Olası Macron liderliğindeki bir Fransa sadece Avrupa Birliği’ne olan inancın yenilenmesi konusunda değil, içerisinden geçtiği kriz daha da derinleşen liberal uluslararası düzen açısından da oldukça önemli. Öyle ki yeni Fransız başkanının, özellikle Trump başkanlığındaki ABD’nin küresel yönetişim karşısındaki olumsuz ve belirsiz tavırları sonrası liberal düzen savunuculuğunda yalnız başına kaldığı iddia edilen Almanya’nın yanında güçlü ve kararlı bir şekilde yer alacağı ileri sürülebilir. Zira bu denklemden yola çıkarak Marine Le Pen de başkanlık kampanyasında Macron ile olan mücadelesini “vatanseverlere karşı küreselcilerin mücadelesi” olarak nitelendirmişti. Bu bağlamda dikkat çekici diğer bir önemli nokta, çeşitli uzman görüşlerinde de zaman zaman üstünde durulduğu gibi, özellikle Avrupa siyaseti bağlamında geleneksel sağ-sol ayrımına dayalı siyasetin yerini artık küreselciler ve yerelciler/milliyetçiler arasındaki mücadelenin aldığı gerçeğidir. Birleşmiş Milletler, G20 ve benzeri uluslararası örgütlere olan inancın azaldığı bu dönemde, olası Macron liderliğindeki bir Fransa’nın, küresel yönetişim önceliğini tekrar Avrupa gündemine taşıması muhtemel görünüyor.

Macron’un küresel liberal düzeni savunan vizyonunun yanında, bu düzende Fransa’ya liderlik rolü çizdiğini de söylemek mümkün. Macron liberal düzenin geleceği vizyonunda Fransa’yı yeni bir merkez olarak konumlandırmakta ve bu vizyonunda stratejik bir şekilde Trump idaresini de hedef almakta. Buna örnek olarak Macron’un, popülizm rüzgarına kapılan Trump idaresindeki ABD’nin yerine, bu yeni dönemde Fransa’nın bilim adamlarına, girişimcilere, araştırmacılara yeni bir yuva olabileceği söylemini gösterebiliriz.

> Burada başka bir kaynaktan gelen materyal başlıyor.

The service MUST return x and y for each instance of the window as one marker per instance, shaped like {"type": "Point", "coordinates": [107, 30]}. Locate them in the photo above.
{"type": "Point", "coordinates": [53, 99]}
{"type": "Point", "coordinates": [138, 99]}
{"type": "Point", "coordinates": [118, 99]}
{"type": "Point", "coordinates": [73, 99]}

Liberal uluslararası düzenin geleceğinde olası Macron liderliğindeki Fransa’nın rolü açısından bir diğer önemli nokta da Macron’un Rusya’ya karşı olan tutumu. Rusya’ya empoze edilen yaptırımların kaldırılmasını savunan Le Pen’in aksine Macron, bu yaptırımların Rusya aleyhinde şimdilik devam etmesi konusunda görüş bildiriyor. Macron’un Rusya karşısındaki bu tutumu, son dönemde sıkça üstünde durulan, Rusya’nın Avrupa siyasetinde liberal uluslararasıcılar karşısında daha çok Avrupalı popülist-milliyetçi hareketleri desteklediği görüşünü kanıtlayıcı nitelikte.

Avrupa siyaseti ve liberal uluslararası düzen açısından daha şimdiden bu olumlu havanın esmesini sağlayan muhtemel Macron liderliğinin karşısındaki en büyük engel ise kuşkusuz Fransız ulusal meclisindeki denge olacak. Ortaya konulan bu olumlu vizyonun pratiğe dökülebilmesinin, ancak teşkilatlı bir siyasi altyapıdan yoksun Macron liderliğindeki En Marche hareketinin Haziran’da yapılacak Fransız meclis seçimlerinde sağlayabileceği başarı ile mümkün olabileceği söylenebilir.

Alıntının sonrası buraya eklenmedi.